Rofl woher sollen wir wissen 
wann dein Edeka um die Ecke auf hat? Wenn ich dir jetzt sage 22uhr (weils hier so ist) 
muss da noch lange nicht bei dir genauso sein.

Guck edeka.de 
IMMER GOOGLEN BEVOR MAN IRGENDWAS FRAGT!! IMMER!! 


			Dieser Inhalt steht nur eingeloggten Mitgliedern zur Verfügung.
        

 musste sein ^^


----------



## Arosk (11. Februar 2010)

Hier heißts Hemdglunki *g*


----------



## Deanne (11. Februar 2010)

Altweiber ist nicht Rosenmontag. Die Geschäfte haben zumindest in meiner Umgebung alle ganz normal geöffnet. Und ich denke, mit deinem Edeka wird es sich nicht anders verhalten. Einfach auf die Homepage gehen, deine Filiale suchen und dann anrufen. Hilft immer.


----------



## Asayur (11. Februar 2010)

Bei uns nennt sich das "Schmutziga Donstig" (Schmutziger Donnerstag) und da werden die Bräten gestohlen *g*


----------



## Winipek (11. Februar 2010)

Deanne schrieb:


> *Altweiber* ist nicht Rosenmontag. Die Geschäfte haben zumindest in meiner Umgebung alle ganz normal geöffnet. Und ich denke, mit deinem Edeka wird es sich nicht anders verhalten. Einfach auf die Homepage gehen, deine Filiale suchen und dann anrufen. Hilft immer.

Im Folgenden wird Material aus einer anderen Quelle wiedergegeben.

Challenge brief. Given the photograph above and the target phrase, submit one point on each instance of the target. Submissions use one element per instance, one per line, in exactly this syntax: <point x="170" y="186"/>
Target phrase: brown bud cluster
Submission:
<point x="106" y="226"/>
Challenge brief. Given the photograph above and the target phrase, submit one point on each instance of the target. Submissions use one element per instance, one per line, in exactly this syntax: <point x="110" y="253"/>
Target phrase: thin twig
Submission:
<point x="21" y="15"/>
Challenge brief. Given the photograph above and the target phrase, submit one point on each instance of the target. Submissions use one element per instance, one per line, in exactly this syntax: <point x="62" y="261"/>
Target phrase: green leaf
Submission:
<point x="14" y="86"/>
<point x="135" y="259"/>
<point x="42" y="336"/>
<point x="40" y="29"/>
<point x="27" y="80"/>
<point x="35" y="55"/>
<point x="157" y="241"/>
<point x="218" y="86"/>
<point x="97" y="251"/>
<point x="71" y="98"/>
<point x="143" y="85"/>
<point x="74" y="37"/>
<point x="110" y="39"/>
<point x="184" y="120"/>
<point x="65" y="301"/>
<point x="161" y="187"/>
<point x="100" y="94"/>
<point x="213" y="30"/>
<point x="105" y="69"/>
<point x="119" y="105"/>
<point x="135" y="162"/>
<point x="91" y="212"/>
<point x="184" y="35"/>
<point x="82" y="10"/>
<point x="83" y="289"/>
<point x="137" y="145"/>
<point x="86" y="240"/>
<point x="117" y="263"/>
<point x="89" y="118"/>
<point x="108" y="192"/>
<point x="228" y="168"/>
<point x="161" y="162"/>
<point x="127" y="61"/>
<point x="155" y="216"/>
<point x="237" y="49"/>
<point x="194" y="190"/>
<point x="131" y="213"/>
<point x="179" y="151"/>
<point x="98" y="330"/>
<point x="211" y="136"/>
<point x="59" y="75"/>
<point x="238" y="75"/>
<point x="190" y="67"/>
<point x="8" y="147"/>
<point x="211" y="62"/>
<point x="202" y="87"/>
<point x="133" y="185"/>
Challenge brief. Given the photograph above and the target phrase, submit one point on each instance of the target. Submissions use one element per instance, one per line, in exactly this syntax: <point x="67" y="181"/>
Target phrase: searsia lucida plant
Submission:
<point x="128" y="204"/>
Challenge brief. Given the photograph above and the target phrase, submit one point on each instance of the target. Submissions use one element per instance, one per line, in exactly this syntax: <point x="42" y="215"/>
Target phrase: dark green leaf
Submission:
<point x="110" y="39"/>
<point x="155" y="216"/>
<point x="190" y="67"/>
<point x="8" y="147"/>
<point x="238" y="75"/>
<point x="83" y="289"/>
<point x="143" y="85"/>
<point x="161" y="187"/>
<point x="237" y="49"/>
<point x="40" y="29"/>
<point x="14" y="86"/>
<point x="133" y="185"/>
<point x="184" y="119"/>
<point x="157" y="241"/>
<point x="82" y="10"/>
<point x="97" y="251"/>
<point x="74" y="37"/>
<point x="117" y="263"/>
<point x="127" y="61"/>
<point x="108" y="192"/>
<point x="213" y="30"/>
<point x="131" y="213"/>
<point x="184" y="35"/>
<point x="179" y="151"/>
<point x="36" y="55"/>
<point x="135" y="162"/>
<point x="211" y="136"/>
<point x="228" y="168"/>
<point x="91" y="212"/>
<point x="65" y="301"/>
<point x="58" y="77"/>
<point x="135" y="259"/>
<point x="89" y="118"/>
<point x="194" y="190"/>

Ist das nicht irgendwie im Sommer ?


			Dieser Inhalt steht nur eingeloggten Mitgliedern zur Verfügung.


----------



## Asayur (11. Februar 2010)

Das ist der Altweibersommer, aber das muss was anderes sein^^


----------



## Winipek (11. Februar 2010)

Bei uns im Norden gibts jedenfalls keine "Möchtegernfeiertage"-da hat der Edeka entweder bis 20 Uhr auf oder es ist Sonntag 


			Dieser Inhalt steht nur eingeloggten Mitgliedern zur Verfügung.


----------



## Silmyiél (11. Februar 2010)

so siehts aus und wozu gibts eig. www.gidf.de


----------



## Dominau (11. Februar 2010)

Asayur schrieb:


> Bei uns nennt sich das "Schmutziga Donstig" (Schmutziger Donnerstag) und da werden die Bräten gestohlen *g*




bei uns auch 


			Dieser Inhalt steht nur eingeloggten Mitgliedern zur Verfügung.
        

 und alle laufen mit komischen pelzen, hörnern und schwarzen gesichtern in die schuul..


----------



## Noxiel (11. Februar 2010)

Da sich hier wohl niemand selbst erbarmt beim Edeka anzurufen und ich auch finde, dass das der TE sehr gut selbst erledigen kann, schließe ich ab. Wirklich hilfreiche Antworten erwarte ich nicht mehr.


----------